If you’re an entrepreneur, you’ve probably noticed that there are many options when it comes to funding your business. While some are safer than others, there’s one funding option that stands out from the rest: property-free factoring companies.

 But what exactly is property-free factoring? And why do so many entrepreneurs choose this kind of factoring company over traditional sources of financing like loans and mortgages?

Let’s explore some of the major advantages of property-free factoring companies in more detail.

No Cash Risk

  • No cash risk. You don’t have to worry about losing your cash flow or investment because property-free factoring companies are not investors. They simply want to be paid on time and in full. If they don’t get paid, they can take legal action against you or your business partner.
  • No client risk. A property-free factoring company won’t care if one of your clients goes bankrupt or stops paying their invoices; they’ll simply deduct those debts from future payments until they’ve been paid off completely. This means that even if one of your clients is experiencing financial difficulties, there will still be enough money left over for other clients doing well financially!

No Collateral Risk

One of the most common complaints about factoring companies is that they require collateral. This is not true for property-free factoring companies, which do not require any security at all. Instead, you can use your business as collateral when applying for a traditional bank or credit union loan.

The second major misconception about these types of financing options is that they require private mortgages or liens on your property to be approved for funding. Again, this isn’t true! 

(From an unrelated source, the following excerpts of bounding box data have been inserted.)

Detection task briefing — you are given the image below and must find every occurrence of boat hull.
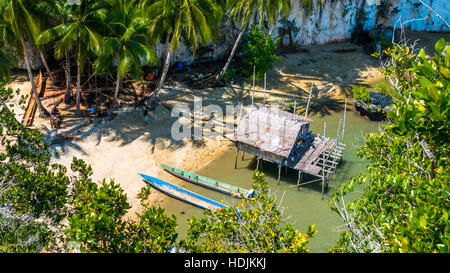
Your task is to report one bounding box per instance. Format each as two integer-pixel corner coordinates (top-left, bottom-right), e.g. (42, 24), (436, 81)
(161, 165), (250, 200)
(139, 174), (229, 211)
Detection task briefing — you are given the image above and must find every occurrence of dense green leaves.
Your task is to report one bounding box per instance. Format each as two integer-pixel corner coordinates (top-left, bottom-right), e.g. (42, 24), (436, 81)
(333, 39), (450, 253)
(242, 29), (280, 80)
(181, 171), (316, 253)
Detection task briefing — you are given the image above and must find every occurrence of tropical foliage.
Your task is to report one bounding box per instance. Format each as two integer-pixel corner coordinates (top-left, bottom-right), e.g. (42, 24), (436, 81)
(0, 0), (48, 115)
(144, 0), (222, 105)
(216, 0), (291, 80)
(37, 0), (108, 114)
(333, 39), (450, 253)
(181, 171), (316, 253)
(242, 29), (280, 80)
(352, 85), (370, 102)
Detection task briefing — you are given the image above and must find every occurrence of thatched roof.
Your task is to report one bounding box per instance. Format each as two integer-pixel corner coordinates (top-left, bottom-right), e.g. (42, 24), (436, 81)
(234, 106), (312, 157)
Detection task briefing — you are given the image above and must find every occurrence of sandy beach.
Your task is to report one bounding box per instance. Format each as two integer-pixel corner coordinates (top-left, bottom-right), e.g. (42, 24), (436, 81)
(4, 33), (442, 217)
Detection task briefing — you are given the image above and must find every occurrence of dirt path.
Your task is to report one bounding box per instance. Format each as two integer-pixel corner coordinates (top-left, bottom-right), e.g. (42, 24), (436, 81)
(5, 31), (448, 217)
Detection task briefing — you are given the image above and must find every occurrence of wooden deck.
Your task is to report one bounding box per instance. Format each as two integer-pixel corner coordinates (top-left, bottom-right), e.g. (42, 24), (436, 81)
(293, 137), (336, 176)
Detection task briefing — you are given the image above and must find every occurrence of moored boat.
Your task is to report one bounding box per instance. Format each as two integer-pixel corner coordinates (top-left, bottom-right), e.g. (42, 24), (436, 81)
(139, 173), (229, 211)
(161, 164), (254, 200)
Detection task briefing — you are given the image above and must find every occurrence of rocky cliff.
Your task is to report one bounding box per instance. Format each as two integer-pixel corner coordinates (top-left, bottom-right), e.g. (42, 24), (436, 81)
(22, 0), (450, 69)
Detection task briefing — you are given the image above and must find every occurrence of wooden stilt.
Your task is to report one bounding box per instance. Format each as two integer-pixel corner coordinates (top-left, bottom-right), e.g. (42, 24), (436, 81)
(278, 164), (281, 184)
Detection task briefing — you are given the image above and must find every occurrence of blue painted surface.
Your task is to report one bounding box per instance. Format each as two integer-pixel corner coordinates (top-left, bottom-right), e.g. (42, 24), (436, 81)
(364, 0), (450, 32)
(139, 173), (229, 209)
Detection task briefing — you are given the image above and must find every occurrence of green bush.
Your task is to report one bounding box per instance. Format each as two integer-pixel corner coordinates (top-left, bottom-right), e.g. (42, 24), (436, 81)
(242, 29), (280, 80)
(352, 85), (370, 102)
(222, 68), (236, 82)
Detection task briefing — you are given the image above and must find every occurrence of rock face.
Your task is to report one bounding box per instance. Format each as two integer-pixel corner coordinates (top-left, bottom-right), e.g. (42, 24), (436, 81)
(163, 0), (450, 64)
(24, 0), (450, 69)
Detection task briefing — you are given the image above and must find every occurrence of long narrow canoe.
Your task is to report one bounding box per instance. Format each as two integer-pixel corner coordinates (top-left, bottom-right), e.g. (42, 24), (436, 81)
(161, 164), (252, 200)
(139, 173), (228, 211)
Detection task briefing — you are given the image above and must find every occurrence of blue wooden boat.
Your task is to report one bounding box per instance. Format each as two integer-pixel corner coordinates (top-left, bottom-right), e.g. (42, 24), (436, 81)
(161, 164), (254, 200)
(139, 173), (229, 211)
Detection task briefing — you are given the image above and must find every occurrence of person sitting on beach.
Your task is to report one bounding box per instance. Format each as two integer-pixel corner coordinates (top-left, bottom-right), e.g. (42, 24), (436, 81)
(144, 107), (149, 124)
(64, 89), (71, 104)
(50, 114), (61, 128)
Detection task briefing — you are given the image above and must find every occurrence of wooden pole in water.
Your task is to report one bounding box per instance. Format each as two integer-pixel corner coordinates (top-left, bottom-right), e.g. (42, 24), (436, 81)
(336, 118), (342, 145)
(322, 174), (325, 199)
(305, 83), (314, 118)
(234, 148), (239, 169)
(252, 66), (256, 89)
(342, 98), (347, 143)
(278, 163), (281, 184)
(264, 73), (266, 105)
(252, 66), (256, 108)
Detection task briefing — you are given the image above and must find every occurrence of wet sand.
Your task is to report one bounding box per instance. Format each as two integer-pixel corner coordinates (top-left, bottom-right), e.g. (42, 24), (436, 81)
(5, 33), (448, 220)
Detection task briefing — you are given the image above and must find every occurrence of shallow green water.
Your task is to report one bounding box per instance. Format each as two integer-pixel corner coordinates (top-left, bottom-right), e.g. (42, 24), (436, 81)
(163, 108), (379, 252)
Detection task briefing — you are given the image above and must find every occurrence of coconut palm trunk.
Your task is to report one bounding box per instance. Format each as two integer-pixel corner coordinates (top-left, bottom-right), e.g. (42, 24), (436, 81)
(66, 54), (72, 94)
(75, 48), (81, 115)
(113, 72), (122, 107)
(148, 35), (173, 105)
(216, 30), (244, 80)
(20, 36), (49, 116)
(39, 50), (56, 84)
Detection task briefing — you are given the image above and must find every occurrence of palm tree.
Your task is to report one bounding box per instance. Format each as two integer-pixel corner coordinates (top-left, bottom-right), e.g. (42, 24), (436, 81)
(0, 0), (49, 116)
(144, 0), (222, 105)
(0, 48), (16, 85)
(37, 0), (108, 115)
(216, 0), (291, 80)
(94, 0), (157, 106)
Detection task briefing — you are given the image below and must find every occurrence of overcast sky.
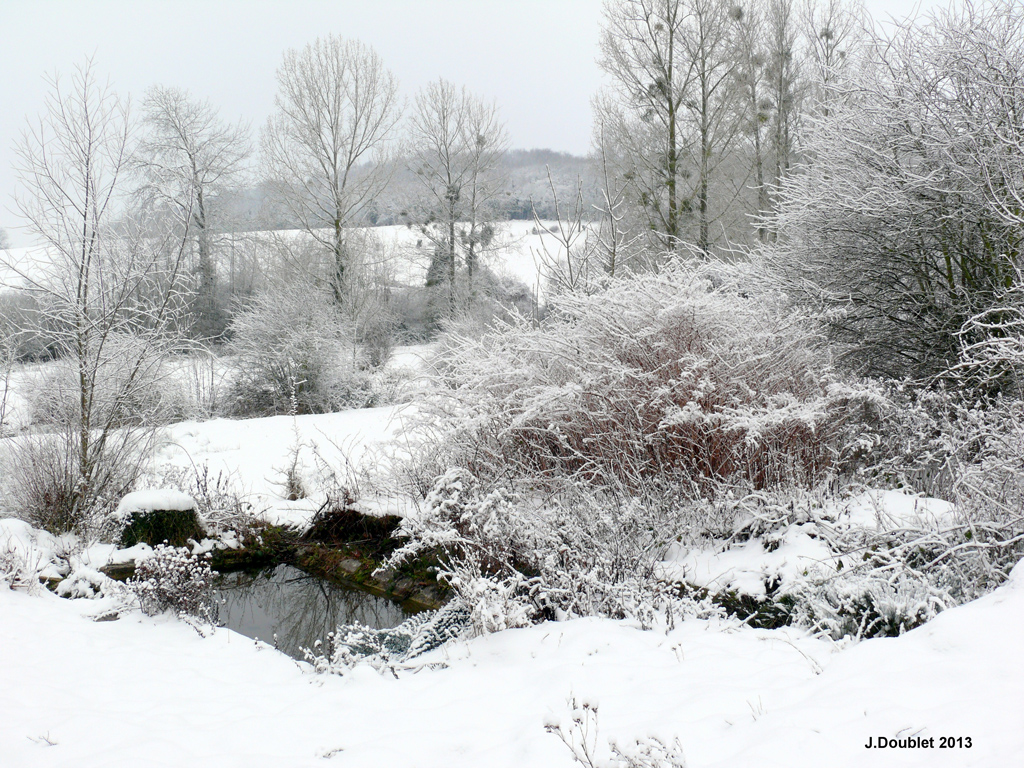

A property-free factoring company in Australia will accept applications from businesses regardless of whether or not they own their building(s) outright – which means no more worrying about losing everything if something goes wrong with your business operations!

No Equity Risk

When you factor in with a property-free factoring company in Australia, you can rest assured that the third party is not interested in taking over your business. They don’t get any equity and they don’t own any assets. 

The only thing they are looking for is cash flow from their clients’ invoices, which makes sense because this also keeps them running!

No Transfer of Title Risk

When you sell a property, there is always a risk of losing title to it. This can happen if your buyer fails to pay for the property and then goes bankrupt or defaults on their loan. In such cases, you may have no choice but to go through the courts in order to recover possession of your property.

Property-free factoring companies do not require you to transfer ownership of any assets before they will accept them as collateral for factoring agreements. You keep full control over all assets while they remain in your possession until they are sold off to repay debts owed by customers who have used credit facilities provided by these companies.

Conclusion

We know that you’re looking for a way to grow your company without taking on all the risks associated with property-based factoring. But you have the option to choose a factoring company that doesn’t need your asset as a security!